Back when I served on the task force to help the Bishop come up with guidelines for the diocese, I was utterly convinced our parish would never even take up this question. The fact that they are doing so is amazing! Utterly amazing! I have realized I should feel grateful that at least we are discussing this topic, and I do feel grateful ... no matter what verbal mud may be slung in the process.

Of course, I could be wrong. If the parish is more strongly and sharply divided than I think it is, I suppose the "listening sessions" might result in the vestry deciding not to move into the official discernment process. And I could live with that, I now realize.

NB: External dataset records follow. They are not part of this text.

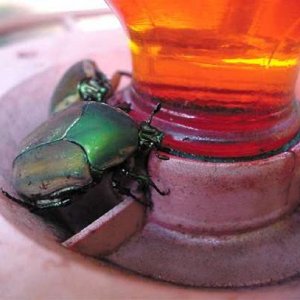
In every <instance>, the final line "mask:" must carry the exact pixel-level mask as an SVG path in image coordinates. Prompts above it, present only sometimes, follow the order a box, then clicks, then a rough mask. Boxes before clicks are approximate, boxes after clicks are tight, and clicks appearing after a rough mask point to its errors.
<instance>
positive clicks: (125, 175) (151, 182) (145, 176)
mask: <svg viewBox="0 0 300 300" xmlns="http://www.w3.org/2000/svg"><path fill="white" fill-rule="evenodd" d="M121 171H122V173H123V174H124V175H125V176H128V177H130V178H133V179H134V180H136V181H137V182H138V184H139V186H140V187H141V188H144V187H148V186H151V187H153V188H154V189H155V190H156V191H157V192H158V193H159V194H160V195H162V196H166V195H169V194H170V189H167V191H161V190H160V189H159V188H158V186H157V185H156V184H155V183H154V182H153V181H152V180H151V178H150V177H149V176H147V175H140V174H135V173H133V172H130V171H128V170H126V169H122V170H121Z"/></svg>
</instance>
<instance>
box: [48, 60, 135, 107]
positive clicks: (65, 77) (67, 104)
mask: <svg viewBox="0 0 300 300" xmlns="http://www.w3.org/2000/svg"><path fill="white" fill-rule="evenodd" d="M122 76H127V77H131V74H130V73H128V72H124V71H118V72H115V73H114V74H113V76H112V78H111V79H110V80H108V78H107V76H106V75H105V74H104V73H103V72H102V71H100V70H99V68H98V67H97V65H96V63H95V62H94V61H92V60H89V59H85V60H82V61H79V62H77V63H75V64H74V65H72V66H71V67H70V68H69V69H68V70H67V71H66V72H65V74H64V75H63V77H62V78H61V79H60V81H59V82H58V84H57V86H56V88H55V90H54V93H53V95H52V97H51V101H50V113H55V112H58V111H61V110H64V109H66V108H68V107H69V106H70V105H72V104H73V103H76V102H78V101H82V100H83V101H97V102H104V103H105V102H106V100H107V99H109V98H110V97H111V96H112V95H113V93H114V92H115V90H116V89H117V87H118V86H119V83H120V80H121V77H122Z"/></svg>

I agree: "It will be a challenge on all sides to keep the community intact when one side or the other will feel deeply hurt by the decision." And some of us will find it difficult if the vestry decides not to proceed at this time.

5/30/2013 9:15 PM  
Blogger IT said...

It will depend heavily on how the out LGBT people in your parish are viewed--and how they participate in the process. It is much harder to view a loved member of a community as a "them" to be feared.

You may be interested in my reflections after our blessing, here, as a statement of what it can mean to the couple.

(We were married civilly in 2008, just before Prop8 passed in CA (and remain, with 18,000 other same sex couples, legally married.) In 2010, the Bishop of San Diego released a process for SSB, and the Cathedral was the first parish to go through it. Once SSBs were approved, BP and I were one of the first couples to have a blessing. In our case, of course, it was the blessing of a civil marriage, and so different from our wedding. I actually think that separating the two events--wedding and blessing--in an intentional way has much merit. But I digress.)


6/02/2013 10:38 AM  
Blogger Lisa Fox said...

Thank you, IT, for the link to this post. I don't think I had seen it before. Your reflections remind me of the Episcopal Church's title for its study of SSBs: "I will bless you, and you will be a blessing." That's the part of your reflection that I particularly like: that the blessing moves both ways -- the community blessing your covenant, and your faithful lives together being a blessing to your parish.

Thank you for linking to that account of your blessing liturgy, which you told so beautifully.

6/02/2013 11:22 PM  
Blogger Lisa Fox said...

BTW, IT, as far as I know, there are only three gay/lesbian people in our parish, and I'm the only who is "out." I'm quite visible, since I so often serve around the altar as crucifer or LEM and in other ministries. I think the other two are well loved in the parish, even if folks don't know they're gay.

I agree with your comment about us not being a "them" to be feared. I pray the parishioners will know us by name as they talk about The Issue. Unfortunately, none of us comes to the parish with a partner, so the parish hasn't had a chance to see that sort of "marriage" that the heterosexuals exhibit.